Sedang mereka berbincang-bincang itu datang pula pak Darmaji dan ibu Rita. Keduanya menyalami pak Sofyan. Ibu Rita menyampaikan rasa prihatin atas musibah yang menimpa pak Sofyan. Rumah si Abah jadi bertambah ramai dengan tamu-tamu itu. Tapi si Abah itu ramah sekali. Dia menyambut tamu-tamu itu dengan hangat dan ikut ngobrol dengan mereka. Si Abah sangat menghormati mereka, guru-guru itu. Orang-orang yang menurut si Abah sangat patut dihormati.

Mulanya pak Umar mau pamit untuk pulang duluan. Tapi dicegah pak Mursyid. Kata pak Mursyid lebih baik bersama-sama saja nanti kembali ke Jakarta. Ikut mobilnya Adrianto. Pak Umar menerima tawaran itu.
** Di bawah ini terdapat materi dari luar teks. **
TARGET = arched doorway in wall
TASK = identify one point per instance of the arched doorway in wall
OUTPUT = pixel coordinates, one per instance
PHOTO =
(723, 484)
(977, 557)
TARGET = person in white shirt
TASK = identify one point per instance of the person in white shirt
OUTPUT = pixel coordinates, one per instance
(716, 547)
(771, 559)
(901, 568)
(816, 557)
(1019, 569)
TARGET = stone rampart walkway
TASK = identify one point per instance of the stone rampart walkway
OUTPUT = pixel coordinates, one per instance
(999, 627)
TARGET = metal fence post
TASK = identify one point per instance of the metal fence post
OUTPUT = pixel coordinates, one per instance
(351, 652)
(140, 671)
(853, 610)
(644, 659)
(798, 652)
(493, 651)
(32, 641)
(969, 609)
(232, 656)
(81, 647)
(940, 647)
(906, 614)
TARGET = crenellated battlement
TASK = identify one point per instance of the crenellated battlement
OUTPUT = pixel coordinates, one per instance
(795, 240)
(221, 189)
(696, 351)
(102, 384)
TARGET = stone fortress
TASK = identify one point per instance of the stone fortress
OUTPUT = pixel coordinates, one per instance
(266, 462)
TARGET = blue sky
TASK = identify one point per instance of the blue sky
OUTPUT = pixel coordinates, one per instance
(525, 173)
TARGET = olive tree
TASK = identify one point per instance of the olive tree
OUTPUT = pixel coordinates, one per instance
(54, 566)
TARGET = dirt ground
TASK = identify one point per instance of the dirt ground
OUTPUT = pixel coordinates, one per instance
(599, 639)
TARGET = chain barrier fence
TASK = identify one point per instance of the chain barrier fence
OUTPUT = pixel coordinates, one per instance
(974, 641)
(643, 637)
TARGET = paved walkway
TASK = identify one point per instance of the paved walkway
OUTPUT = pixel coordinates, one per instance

Rombongan tamu-tamu itu menunggui pak Sofyan sampai selesai shalat zuhur, untuk memberi kesempatan kepada Dita dan adiknya Reza bersenda gurau dengan ayah mereka. Pak Sofyan diminta si Abah tinggal sampai hari Rabu untuk menuntaskan perawatan tangannya yang patah itu. Si Abah sangat optimis tangan pak Sofyan akan segera baik.

‘Harus sabar sajah. Namanya juga musibah. Tidak apa-apa, insya Allah nanti juga sembuh,’ ujar si Abah memberi semangat.

Ya, memang itulah yang terbaik. Sabar. Dan berdoa. Ibu Sofyan dan anak-anaknya tabah menerima musibah yang menimpa. Akhirnya, sesudah shalat zuhur di mesjid dekat rumah si Abah, rombongan itu kembali ke Jakarta. Pak Umar diajak pak Darmaji dan ibu Rita ikut bersama-sama di mobil ibu Rita.